The Passover Seder was an annual private dinner held at the White House during Barack Obama's presidency to celebrate the Jewish festival of Passover. Obama invited his family, staff, friends and their families to this since 2009.
How does an African-American Christian come to celebrate a Jewish festival?
The Jews were slaves in Egypt (Genesis 2):
"Then they appointed rulers over them [the people of the Israelites] to put them under pressure through hard labour. They had to build the cities of Pitom and Rameses for Pharaoh as storehouses [...]
The Egyptians cracked down on the Israelites and made them slaves. They made life difficult for them by hard work with mud and bricks and by all kinds of work in the fields. Thus the Israelites were forced into hard slave labour [...]
On this day [on the occasion of the Feast of Passover] tell your son: This is for what the LORD did for me when I came out of Egypt [...]
For with a strong hand the LORD brought you out of Egypt [into freedom]. Keep this statute, year after year, at the appointed time!"(Einheitsübersetzung)
The Haggadah tells the story of the exodus of the Jews from Egypt. It is at the same time the instruction for the course of action for the Seder evening. Seder is the Hebrew word for "order", which is used as a short name for the Seder evening. The illustrations in the Haggadah often refer to contemporary events. For example, the illustration from the Barcelona Haggadah (14th century) shows Jews toiling as construction workers under Muslim supervision.
Finally, God leads the Jews to freedom. This is the central idea of the Passover festival: to remember the liberation from slavery. That is why Jews celebrated and continue to celebrate Passover under all circumstances: whether in the Middle Ages, when Jews were often persecuted, or during the Nazi era, when their lives were at risk in concentration camps.

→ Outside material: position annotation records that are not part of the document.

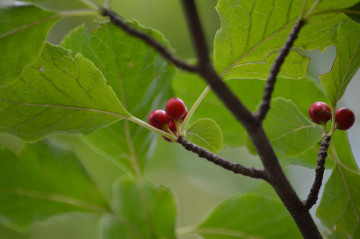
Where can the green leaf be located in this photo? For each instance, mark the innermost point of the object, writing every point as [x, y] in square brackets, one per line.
[10, 142]
[145, 211]
[206, 133]
[249, 217]
[251, 35]
[139, 76]
[339, 208]
[42, 181]
[289, 131]
[55, 5]
[22, 34]
[342, 150]
[355, 12]
[346, 63]
[189, 87]
[103, 171]
[58, 94]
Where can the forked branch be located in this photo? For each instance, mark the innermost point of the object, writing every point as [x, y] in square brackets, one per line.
[224, 163]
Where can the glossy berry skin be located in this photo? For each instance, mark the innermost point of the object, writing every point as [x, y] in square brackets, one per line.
[158, 119]
[172, 126]
[175, 108]
[344, 118]
[320, 112]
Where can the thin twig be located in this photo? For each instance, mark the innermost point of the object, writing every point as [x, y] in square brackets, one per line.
[319, 173]
[224, 163]
[275, 69]
[119, 22]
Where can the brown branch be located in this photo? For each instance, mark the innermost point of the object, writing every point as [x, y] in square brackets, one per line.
[119, 22]
[224, 163]
[319, 173]
[252, 124]
[275, 69]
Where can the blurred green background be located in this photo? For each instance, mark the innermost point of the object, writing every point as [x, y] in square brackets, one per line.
[198, 185]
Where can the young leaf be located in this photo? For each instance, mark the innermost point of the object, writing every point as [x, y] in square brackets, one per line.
[249, 217]
[63, 5]
[10, 142]
[144, 211]
[139, 76]
[42, 181]
[11, 234]
[342, 150]
[354, 12]
[56, 94]
[249, 91]
[22, 34]
[339, 208]
[346, 63]
[289, 131]
[252, 34]
[206, 133]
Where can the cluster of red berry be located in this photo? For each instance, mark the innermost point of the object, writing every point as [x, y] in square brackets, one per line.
[170, 119]
[320, 113]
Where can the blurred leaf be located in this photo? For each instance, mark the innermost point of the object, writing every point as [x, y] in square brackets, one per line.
[139, 76]
[11, 143]
[346, 63]
[252, 34]
[308, 158]
[22, 34]
[339, 207]
[343, 152]
[144, 211]
[249, 217]
[206, 133]
[44, 180]
[355, 15]
[289, 131]
[55, 5]
[103, 171]
[189, 87]
[7, 233]
[58, 94]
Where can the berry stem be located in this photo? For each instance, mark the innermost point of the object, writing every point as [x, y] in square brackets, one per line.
[151, 128]
[193, 109]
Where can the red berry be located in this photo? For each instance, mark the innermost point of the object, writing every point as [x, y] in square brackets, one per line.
[175, 108]
[344, 118]
[172, 126]
[320, 112]
[184, 116]
[158, 118]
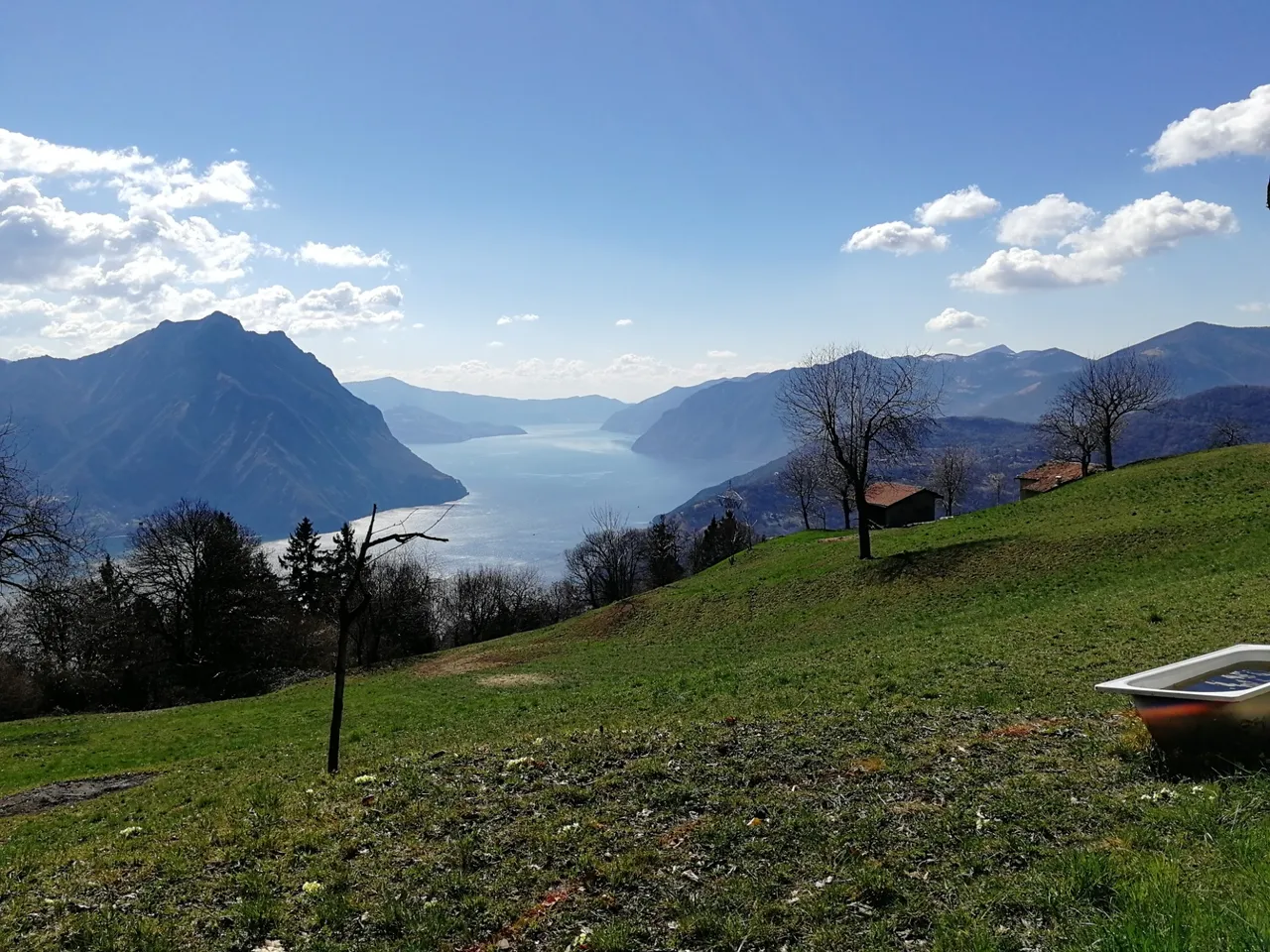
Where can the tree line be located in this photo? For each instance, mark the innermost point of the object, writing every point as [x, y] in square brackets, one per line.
[194, 610]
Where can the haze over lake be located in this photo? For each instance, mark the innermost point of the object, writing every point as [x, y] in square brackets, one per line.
[531, 497]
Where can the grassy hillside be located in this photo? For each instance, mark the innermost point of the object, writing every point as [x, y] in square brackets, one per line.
[794, 751]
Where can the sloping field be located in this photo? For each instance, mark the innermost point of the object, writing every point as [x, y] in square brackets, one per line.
[797, 751]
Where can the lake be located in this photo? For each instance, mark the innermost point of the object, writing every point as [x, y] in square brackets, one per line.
[531, 497]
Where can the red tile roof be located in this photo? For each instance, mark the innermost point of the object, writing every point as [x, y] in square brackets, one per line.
[884, 494]
[1051, 475]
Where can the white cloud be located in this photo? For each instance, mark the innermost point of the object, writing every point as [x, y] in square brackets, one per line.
[1053, 216]
[1241, 127]
[341, 255]
[140, 180]
[96, 277]
[898, 238]
[26, 350]
[1098, 254]
[956, 206]
[952, 318]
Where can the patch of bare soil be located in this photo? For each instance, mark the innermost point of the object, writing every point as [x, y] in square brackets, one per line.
[448, 662]
[524, 679]
[53, 794]
[462, 661]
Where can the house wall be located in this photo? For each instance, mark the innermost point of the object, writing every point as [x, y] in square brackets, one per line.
[919, 507]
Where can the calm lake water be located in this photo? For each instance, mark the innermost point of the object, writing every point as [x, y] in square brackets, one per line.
[531, 497]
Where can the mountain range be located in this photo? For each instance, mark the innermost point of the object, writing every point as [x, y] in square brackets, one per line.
[639, 416]
[390, 393]
[737, 419]
[248, 421]
[1007, 447]
[414, 425]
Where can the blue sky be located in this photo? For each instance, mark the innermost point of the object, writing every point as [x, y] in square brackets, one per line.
[385, 181]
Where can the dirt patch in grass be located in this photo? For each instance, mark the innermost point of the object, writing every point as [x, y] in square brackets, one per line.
[520, 679]
[53, 794]
[461, 661]
[448, 662]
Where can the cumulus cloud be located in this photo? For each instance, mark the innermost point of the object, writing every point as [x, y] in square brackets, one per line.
[952, 318]
[1098, 254]
[956, 206]
[899, 238]
[1053, 216]
[1241, 127]
[341, 255]
[956, 345]
[103, 275]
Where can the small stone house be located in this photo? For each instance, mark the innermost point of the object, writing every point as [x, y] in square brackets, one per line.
[890, 504]
[1049, 476]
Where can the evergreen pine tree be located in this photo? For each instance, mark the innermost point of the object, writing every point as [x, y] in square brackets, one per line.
[663, 553]
[303, 562]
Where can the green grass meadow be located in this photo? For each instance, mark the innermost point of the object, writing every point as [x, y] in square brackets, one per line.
[794, 751]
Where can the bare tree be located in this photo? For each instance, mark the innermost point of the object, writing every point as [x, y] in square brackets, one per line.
[952, 475]
[606, 565]
[1067, 429]
[1109, 390]
[802, 479]
[353, 601]
[996, 484]
[1228, 431]
[862, 409]
[40, 535]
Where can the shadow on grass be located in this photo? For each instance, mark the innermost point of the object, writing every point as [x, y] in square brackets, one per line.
[930, 562]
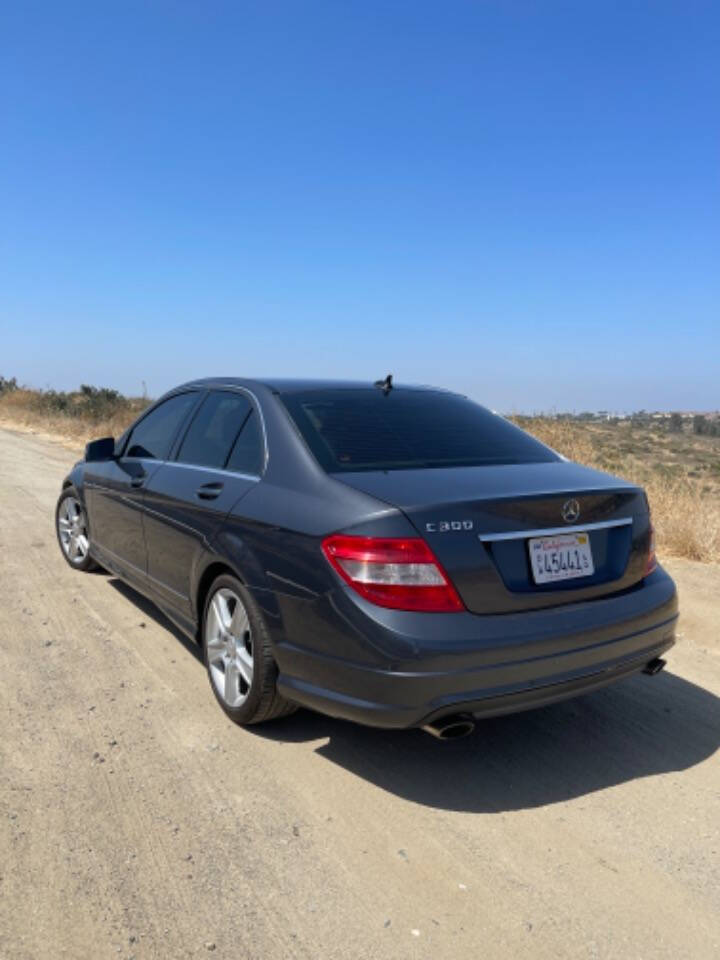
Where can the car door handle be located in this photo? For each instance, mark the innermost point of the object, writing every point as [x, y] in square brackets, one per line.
[208, 491]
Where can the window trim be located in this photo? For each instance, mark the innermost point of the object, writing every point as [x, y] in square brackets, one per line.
[158, 403]
[254, 405]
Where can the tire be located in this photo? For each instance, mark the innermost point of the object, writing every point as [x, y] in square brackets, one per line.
[71, 527]
[237, 654]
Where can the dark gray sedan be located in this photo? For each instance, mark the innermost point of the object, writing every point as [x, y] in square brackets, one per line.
[394, 555]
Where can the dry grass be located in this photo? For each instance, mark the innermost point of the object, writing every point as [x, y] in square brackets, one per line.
[70, 420]
[685, 511]
[681, 475]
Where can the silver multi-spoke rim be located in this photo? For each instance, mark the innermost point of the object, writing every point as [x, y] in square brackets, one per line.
[72, 527]
[229, 647]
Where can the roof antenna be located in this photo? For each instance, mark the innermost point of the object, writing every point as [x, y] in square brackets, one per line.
[385, 385]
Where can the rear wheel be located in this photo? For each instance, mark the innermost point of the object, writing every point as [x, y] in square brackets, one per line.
[72, 530]
[239, 662]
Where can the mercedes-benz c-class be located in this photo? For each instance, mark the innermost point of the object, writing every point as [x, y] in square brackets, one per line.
[394, 555]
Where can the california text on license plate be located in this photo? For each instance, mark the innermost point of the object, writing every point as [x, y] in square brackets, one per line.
[562, 557]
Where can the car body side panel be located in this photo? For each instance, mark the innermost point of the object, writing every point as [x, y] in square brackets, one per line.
[180, 523]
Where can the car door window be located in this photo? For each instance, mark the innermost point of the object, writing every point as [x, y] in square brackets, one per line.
[214, 429]
[248, 454]
[153, 436]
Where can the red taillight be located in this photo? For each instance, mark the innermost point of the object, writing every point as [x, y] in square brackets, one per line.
[651, 562]
[393, 572]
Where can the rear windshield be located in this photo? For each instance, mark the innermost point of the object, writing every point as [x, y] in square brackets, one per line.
[366, 429]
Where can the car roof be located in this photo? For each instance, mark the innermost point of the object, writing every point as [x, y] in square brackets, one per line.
[293, 385]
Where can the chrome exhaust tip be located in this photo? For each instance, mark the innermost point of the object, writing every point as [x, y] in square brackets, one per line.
[452, 727]
[654, 666]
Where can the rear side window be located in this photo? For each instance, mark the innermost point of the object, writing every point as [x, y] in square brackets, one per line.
[248, 453]
[153, 436]
[367, 429]
[214, 429]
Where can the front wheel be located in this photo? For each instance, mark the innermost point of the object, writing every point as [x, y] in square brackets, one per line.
[72, 530]
[238, 658]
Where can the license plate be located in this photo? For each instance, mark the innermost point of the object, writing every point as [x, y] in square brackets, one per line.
[562, 557]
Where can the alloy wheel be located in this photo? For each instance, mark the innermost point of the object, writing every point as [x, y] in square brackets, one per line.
[228, 642]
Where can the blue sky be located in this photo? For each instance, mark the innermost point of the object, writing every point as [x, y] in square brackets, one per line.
[518, 200]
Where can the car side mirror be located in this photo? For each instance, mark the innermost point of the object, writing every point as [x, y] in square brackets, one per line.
[103, 449]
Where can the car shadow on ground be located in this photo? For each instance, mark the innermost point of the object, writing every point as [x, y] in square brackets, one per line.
[152, 612]
[640, 727]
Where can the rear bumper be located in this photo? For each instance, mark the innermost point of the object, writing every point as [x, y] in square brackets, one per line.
[483, 665]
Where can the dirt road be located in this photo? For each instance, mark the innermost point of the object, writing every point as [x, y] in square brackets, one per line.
[136, 821]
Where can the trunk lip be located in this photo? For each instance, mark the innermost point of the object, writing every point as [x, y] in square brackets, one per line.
[553, 531]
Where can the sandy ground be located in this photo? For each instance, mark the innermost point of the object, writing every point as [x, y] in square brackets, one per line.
[136, 821]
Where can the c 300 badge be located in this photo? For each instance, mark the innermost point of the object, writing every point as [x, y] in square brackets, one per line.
[447, 526]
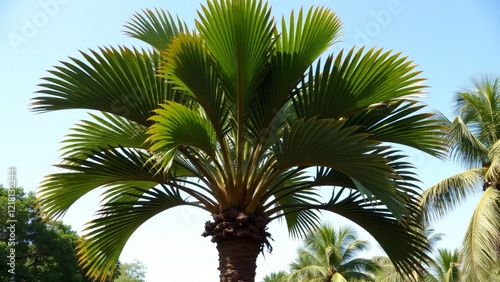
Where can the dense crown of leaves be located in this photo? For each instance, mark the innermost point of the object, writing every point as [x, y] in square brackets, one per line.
[475, 142]
[240, 114]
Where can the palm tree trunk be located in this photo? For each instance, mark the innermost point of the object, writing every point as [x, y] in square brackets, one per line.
[239, 238]
[238, 259]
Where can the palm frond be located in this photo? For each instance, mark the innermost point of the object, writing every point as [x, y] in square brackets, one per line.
[156, 28]
[107, 130]
[105, 237]
[443, 197]
[118, 81]
[341, 86]
[479, 253]
[406, 247]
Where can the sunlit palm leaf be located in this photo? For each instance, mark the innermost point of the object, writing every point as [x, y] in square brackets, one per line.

The memories of the liberation of Jews and the slavery (and discrimination that continues to this day) of blacks formed and continues to form the bridge between Jews and the American civil rights movement. In his famous speech at the March on Washington on 28 August 1963, Martin Luther King declared:
"I have a dream that one day on the red hills of Georgia the sons of former slaves and the sons of former slaveholders can sit together at the table of brotherhood... I have a dream today!"
Martin Luther King was assassinated on 4 April 1968. He had reportedly been studying the Passover story the night before. In 1969, on the first anniversary of King's death, 800 people gathered in the basement of Lincoln Temple, a black church in Washington, D.C. There, Jews and Christians, rabbis and clergy, blacks and whites held a freedom seder.
Barack Obama emphasised the universal significance of Passover in his speech to students in Jerusalem in March 2013. He also justified in that speech why he brought the Passover celebration to the White House:
"It’s a story of centuries of slavery, and years of wandering in the desert; a story of perseverance amidst persecution, and faith in God and the Torah. It’s a story about finding freedom in your own land. And for the Jewish people, this story is central to who you’ve become. But it’s also a story that holds within it the universal human experience, with all of its suffering, but also all of its salvation.
It’s a part of the three great religions - Judaism, Christianity, and Islam - that trace their origins to Abraham, and see Jerusalem as sacred. And it’s a story that’s inspired communities across the globe, including me and my fellow Americans."